The first episode in particular was a tour de force. The story kicks off with such pace. Not a second wasted. It lays its cards on the table, with a clear dramatic proposition. TV story-telling at its best.

After the opening action – a brilliant, tense action sequence that dramatised character, another brilliant 12 minute police interview scene – a great example of how to dramatise exposition. Subtle, brilliantly-observed character dynamics at play.

Ep 1 was structurally very similar to ep 1 of series 2 – with the high-octane opening action sequence, which set up so many questions for the series as a whole, the set-piece of the 12 minute AC12 interview scene – and the unexpected death of one of the central characters at the end of the first episode. This narrative structure once again worked brilliantly, even though the story itself is very different.

The later return of the Lindsay Denton character, and the reveal that the series 2 story is connected with the series 3 story were clever touches.

It’s also really bold, interesting story-telling that in one crucial aspect of the story – the identity of the ‘caddy’, the police traitor on the inside – Jed Mercurio has given us this key information so far ahead of his characters.


This has also provided a lot of viewing pleasure.

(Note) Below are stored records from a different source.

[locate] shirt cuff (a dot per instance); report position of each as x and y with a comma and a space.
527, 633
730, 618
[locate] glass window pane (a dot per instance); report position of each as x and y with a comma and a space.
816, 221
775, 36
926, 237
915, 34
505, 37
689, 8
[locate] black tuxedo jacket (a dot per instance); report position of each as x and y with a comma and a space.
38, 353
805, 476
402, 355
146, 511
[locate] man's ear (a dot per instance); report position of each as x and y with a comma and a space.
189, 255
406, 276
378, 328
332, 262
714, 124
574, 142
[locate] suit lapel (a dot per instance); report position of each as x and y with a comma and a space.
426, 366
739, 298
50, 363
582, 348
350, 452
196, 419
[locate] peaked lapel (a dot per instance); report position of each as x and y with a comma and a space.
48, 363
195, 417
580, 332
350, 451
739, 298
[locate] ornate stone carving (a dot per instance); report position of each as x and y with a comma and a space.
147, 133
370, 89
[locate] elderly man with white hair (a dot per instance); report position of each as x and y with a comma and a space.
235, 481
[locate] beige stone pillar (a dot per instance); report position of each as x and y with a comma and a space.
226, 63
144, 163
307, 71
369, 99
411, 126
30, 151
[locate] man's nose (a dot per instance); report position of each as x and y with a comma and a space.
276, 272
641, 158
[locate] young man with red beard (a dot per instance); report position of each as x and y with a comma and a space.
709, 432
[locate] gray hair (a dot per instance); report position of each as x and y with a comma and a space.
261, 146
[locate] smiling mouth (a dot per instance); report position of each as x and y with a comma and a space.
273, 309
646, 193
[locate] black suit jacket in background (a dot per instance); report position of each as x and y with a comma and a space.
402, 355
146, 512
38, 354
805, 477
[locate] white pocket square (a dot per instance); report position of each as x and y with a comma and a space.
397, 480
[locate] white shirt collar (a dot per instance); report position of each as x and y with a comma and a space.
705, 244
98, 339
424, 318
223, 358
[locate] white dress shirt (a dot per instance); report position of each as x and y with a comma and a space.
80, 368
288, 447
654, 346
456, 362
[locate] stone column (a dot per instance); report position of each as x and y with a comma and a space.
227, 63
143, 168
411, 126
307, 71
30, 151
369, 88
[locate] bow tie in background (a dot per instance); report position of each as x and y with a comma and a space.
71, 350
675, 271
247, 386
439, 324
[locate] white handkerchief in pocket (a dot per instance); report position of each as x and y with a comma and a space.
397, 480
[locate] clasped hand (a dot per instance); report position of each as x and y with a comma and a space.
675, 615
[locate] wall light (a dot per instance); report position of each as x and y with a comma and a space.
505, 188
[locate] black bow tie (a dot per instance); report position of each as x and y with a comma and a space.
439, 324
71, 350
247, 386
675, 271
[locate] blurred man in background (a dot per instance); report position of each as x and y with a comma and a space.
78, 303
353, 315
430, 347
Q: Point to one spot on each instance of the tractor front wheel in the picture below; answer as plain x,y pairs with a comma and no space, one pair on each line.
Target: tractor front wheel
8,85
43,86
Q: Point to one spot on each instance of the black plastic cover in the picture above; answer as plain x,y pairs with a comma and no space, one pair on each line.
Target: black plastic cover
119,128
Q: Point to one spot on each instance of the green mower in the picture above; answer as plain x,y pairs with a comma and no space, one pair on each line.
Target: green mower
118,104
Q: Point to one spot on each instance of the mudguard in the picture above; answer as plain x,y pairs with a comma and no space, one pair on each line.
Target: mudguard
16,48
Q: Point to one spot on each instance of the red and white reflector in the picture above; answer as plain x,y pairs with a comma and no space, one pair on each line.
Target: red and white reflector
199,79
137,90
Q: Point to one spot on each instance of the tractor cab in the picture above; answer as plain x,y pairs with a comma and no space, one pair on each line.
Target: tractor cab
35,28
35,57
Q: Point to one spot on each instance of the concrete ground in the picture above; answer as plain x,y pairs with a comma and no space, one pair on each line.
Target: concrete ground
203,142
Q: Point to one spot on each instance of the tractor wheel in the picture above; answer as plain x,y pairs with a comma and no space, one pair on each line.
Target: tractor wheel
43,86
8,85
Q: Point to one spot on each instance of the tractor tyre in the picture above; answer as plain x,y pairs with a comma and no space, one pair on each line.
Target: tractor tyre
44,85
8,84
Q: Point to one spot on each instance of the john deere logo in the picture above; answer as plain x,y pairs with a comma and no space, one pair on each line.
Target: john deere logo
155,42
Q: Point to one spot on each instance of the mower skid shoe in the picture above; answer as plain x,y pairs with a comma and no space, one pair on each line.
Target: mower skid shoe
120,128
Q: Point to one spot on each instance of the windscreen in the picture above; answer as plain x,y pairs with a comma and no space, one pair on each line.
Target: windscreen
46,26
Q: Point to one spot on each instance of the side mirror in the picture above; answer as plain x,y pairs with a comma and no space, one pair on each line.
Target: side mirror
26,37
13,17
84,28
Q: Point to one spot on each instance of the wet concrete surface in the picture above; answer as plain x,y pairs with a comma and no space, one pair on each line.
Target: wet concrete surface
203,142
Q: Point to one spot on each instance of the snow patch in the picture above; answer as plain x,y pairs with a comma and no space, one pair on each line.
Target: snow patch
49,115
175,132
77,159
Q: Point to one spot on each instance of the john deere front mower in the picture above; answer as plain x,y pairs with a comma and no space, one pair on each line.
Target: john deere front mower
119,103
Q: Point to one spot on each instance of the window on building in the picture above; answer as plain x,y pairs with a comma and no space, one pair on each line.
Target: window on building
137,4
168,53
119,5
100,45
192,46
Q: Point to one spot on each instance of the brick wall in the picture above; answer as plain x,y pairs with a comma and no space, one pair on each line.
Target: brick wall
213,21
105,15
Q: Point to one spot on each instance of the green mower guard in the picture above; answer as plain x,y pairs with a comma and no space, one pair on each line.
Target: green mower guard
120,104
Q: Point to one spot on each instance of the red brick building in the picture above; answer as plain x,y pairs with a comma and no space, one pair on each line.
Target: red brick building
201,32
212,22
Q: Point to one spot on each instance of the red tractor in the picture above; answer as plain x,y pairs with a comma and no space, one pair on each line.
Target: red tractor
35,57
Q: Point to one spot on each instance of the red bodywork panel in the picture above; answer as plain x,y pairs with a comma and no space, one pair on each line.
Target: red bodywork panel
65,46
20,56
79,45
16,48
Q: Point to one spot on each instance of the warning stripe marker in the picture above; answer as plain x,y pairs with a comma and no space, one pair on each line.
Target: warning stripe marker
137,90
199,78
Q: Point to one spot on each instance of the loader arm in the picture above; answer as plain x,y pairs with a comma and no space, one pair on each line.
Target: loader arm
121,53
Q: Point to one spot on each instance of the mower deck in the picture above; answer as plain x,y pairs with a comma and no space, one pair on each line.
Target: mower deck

As ever with Peter Bowker’s writing, the characters and dialogue are a delight – the dynamics between the characters are so well-observed – although dramatically I don’t think this has the impact of some of his best work.



It’s been very exciting to observe some of the successes of 4Screenwriting alumni in the last few weeks.

A couple of weeks ago I was at the BAFTA Rocliffe Drama Forum, where one of the three winning scripts was RASHEED RASHEEDA by Wally Mamode Jiagoo. The reading from the script at BAFTA reminded me of what a great script this is – funny, touching and culturally challenging – and it was great to catch up with Wally afterwards and hear so many positive responses to his script. I hope he and this script go on to have the success it deserves.

At LOCO, the London Comedy Film Festival, currently running, there are two outstanding pieces of work by 4Screenwriting writers to look out for –

Cat Jones’s excellent short film, LITTLE BIG HOUSE, which she wrote and directed, and which is playing until April 26th


Charlie Covell’s wonderful feature film BURN BURN BURN, which is on TOMORROW, Saturday April 23rd, and which I recommend highly. One of the most enjoyable British feature films for a long time. A real joy.


And finally, on BBC3 (online) the follow-up (of sorts) to REGINA MORIARTY’s (another 4Screenwriting alumnus) MURDERED BY MY BOYFRIEND is VINAY PATEL’s MURDER BY MY FATHER. Vinay was on the 2015 4Screenwriting programme and it sounds like his feet haven’t touched ground since last summer. He has been getting all the work his talent and hard work deserves. MURDERED BY MY FATHER is not only an outstanding, really gripping piece of drama, it’s also really important – it tackles a subject that demands attention.

Myself and three other script editors are currently working with this year’s 12 course writers, and it’s exciting to think / hope we may have scripts as good as these by the end of May.



A feature documentary that came out earlier this month about Scottish cyclist GRAEME OBREE, subject of the earlier feature film, THE FLYING SCOTSMAN. BATTLE MOUNTAIN is about the now 48 year old Obree’s attempt to break the man-powered land-speed record on a bike he designed and built himself (Obree was one of the foremost cyclists in the worlds in his prime). This film is a wonderful character study of a completely compelling, charismatic eccentric. Obree comes across as magnetic, highly engaging but also a bit mad  – completely driven, incredibly innovative, always thinking outside the box, but at the same time his will to succeed is at times obsessive to the point of dysfunction. It’s strange how competitive cycling throws up so many memorable, extraordinary characters (eg Lance Armstrong). BATTLE MOUNTAIN made me think about how fictional characterisation works at its best – the most memorable, interesting characters are obsessive, driven – and deeply flawed.